Gemäß Art. 5 Nr. 1 lit. a) der Dienstleistungskonzessionsrichtlinie und § 105 GWB (Entwurf) sind Dienstleistungskonzessionen nur solche, die durch einen „entgeltlichen Vertrag“ begründet werden und zwischen einem öffentlichen Auftraggeber und einem Konzessionsnehmer geschlossen werden („Consession Contracts“). Die Glücksspielkonzessionen (wie z.B. eine Spielbankerlaubnis) werden in Deutschland aber – bis auf ganz wenige Ausnahmen – durch behördlichen Bescheid erteilt. Einseitige, behördliche Genehmigungen sind keine „Aufträge“, Ordnungsbehörden keine „Auftraggeber“ und Bescheide daher keine Dienstleistungskonzession im Sinne der Richtlinie. Dies ergibt sich aus dem Erwägungsgrund (14) der Dienstleistungskonzessionsrichtlinie. Danach sollten:

„[b]estimmte Handlungen der Mitgliedstaaten, wie die Erteilung von Genehmigungen oder Lizenzen, durch die der Mitgliedstaat oder eine seiner Behörden die Bedingungen für die Ausübung einer Wirtschaftstätigkeit festlegt – einschließlich der Bedingungen für die Durchführung einer bestimmten Tätigkeit –, die üblicherweise auf Antrag des Wirtschaftsteilnehmers und nicht vom öffentlichen Auftraggeber oder vom Auftraggeber erteilt wird und bei der der Wirtschaftsteilnehmer das Recht hat, sich von der Erbringung von Bau- und Dienstleistungen zurückzuziehen, … nicht als Konzessionen [im Sinne der Dienstleistungskonzessionsrichtlinie] gelten.“

Entsprechend bestimmt Art. 5 Satz 1 der Richtlinie und § 105 Abs. 1, 2 GWB (im Entwurf):

„Dienstleistungskonzession“ einen entgeltlichen, schriftlich geschlossenen Vertrag, mit dem ein oder mehrere öffentliche Auftraggeber oder Auftraggeber einen oder mehrere Wirtschaftsteilnehmer mit der Erbringung und der Verwaltung von Dienstleistungen betrauen, die nicht in der Erbringung von Bauleistungen nach Buchstabe a bestehen, wobei die Gegenleistung entweder allein in dem Recht zur Verwertung der vertragsgegenständlichen Dienstleistungen oder diesem Recht zuzüglich einer Zahlung besteht.“

Der Richtliniengeber und Gesetzgeber normieren demgemäß nur Dienstleistungskonzessionen, die mit einer wechselseitigen vertraglichen Bindungswirkung verbunden sind. Für behördliche Glücksspielerlaubnisse verweist der Erwägungsgrund (14) vielmehr auf die Richtlinie 2006/123/EG, die ihrerseits in Art. 2 Absatz 2 lit. h) „Glücksspiele“ ausdrücklich vom Anwendungsbereich ausnimmt. Der Verweis ist soweit ein Verweis auf die Grundsätze des EU-Rechts und die behördliche Steuerung des Glücksspiels bleibt somit Sache der Mitgliedsstaaten.

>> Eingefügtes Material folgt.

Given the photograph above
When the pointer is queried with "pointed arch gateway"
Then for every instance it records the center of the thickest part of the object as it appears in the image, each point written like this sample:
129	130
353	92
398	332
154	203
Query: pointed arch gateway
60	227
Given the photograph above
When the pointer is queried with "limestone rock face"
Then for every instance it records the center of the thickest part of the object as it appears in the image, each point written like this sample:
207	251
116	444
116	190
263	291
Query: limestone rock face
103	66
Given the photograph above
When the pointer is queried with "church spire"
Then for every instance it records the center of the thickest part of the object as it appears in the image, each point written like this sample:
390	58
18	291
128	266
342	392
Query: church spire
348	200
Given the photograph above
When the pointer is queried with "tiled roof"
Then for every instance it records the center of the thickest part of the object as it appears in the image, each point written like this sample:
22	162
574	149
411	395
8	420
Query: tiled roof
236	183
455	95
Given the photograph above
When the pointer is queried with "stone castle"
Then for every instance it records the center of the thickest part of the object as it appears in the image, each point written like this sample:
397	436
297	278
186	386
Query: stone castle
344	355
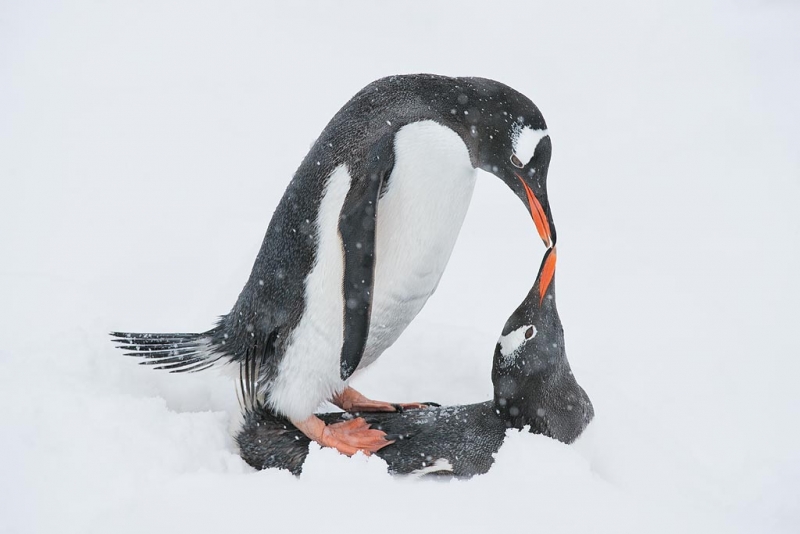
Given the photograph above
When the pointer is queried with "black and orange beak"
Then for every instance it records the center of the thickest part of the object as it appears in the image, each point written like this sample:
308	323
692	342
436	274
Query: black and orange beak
546	272
539	215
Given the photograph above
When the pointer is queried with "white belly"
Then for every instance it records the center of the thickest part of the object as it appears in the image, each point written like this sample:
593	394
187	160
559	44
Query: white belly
419	219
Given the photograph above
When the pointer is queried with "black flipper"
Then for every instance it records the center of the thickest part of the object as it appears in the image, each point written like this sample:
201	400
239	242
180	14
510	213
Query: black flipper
357	228
176	353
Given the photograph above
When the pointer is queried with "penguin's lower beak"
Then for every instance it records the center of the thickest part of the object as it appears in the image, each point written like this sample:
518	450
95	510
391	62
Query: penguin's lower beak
541	217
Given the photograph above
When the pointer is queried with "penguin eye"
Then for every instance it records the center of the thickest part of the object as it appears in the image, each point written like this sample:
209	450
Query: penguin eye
529	333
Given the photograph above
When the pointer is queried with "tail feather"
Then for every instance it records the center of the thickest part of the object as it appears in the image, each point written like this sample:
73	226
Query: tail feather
249	391
176	353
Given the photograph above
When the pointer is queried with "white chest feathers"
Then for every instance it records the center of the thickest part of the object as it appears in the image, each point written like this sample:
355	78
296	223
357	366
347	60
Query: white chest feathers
419	218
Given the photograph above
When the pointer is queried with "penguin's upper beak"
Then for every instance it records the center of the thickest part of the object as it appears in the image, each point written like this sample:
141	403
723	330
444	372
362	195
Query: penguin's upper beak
540	211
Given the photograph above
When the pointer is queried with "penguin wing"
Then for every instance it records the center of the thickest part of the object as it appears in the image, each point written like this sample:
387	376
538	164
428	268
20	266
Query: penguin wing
357	225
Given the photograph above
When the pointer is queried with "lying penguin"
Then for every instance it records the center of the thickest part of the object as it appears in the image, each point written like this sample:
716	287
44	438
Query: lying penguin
533	387
359	242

(3) Beispiel: Spielbankenerlaubnisse

Für die Erteilung und Vergabe von behördlichen Spielbankerlaubnissen bleibt es unverändert bei der Geltung der landerechtlichen Regelungen im jeweiligen Spielbankgesetz. Die Dienstleistungskonzessionsrichtlinie und der neue 4. Teil des GWB gelten nicht. Nach der deutschen Verfassung liegt das Spielbankenpolizeirecht ohnehin nicht in der Gesetzgebungskompetenz des Bundes.

Für das Verfahren bleibt es vielmehr bei der Geltung der allgemeinen europarechtlichen Vergabegrundsätze, insbesondere Gleichbehandlung, Nichtdiskriminierung, Transparenz und bei der gerichtlicher Überprüfung bei der Zuständigkeit der Verwaltungsgerichte. Neue förmliche Vergabevorschriften außerhalb der jeweiligen spielbankenrechtlichen Regelungen bestehen dagegen nicht. Gleiches gilt für den Inhalt von behördlichen Spielbankerlaubnissen, der sich allein nach dem jeweiligen Landesrecht ergibt. Die erkennbar für Verträge gemachten Regelungen der Dienstleistungskonzessionsrichtlinie zur Laufzeit, Kündigung etc. kommen weder direkt noch indirekt zur Anwendung, denn die Spielbankgesetze eröffnen nicht die Möglichkeit Spielbankerlaubnisse durch Vertrag zu erteilen. Ab dem 18. April 2016 gilt hier nichts Neues.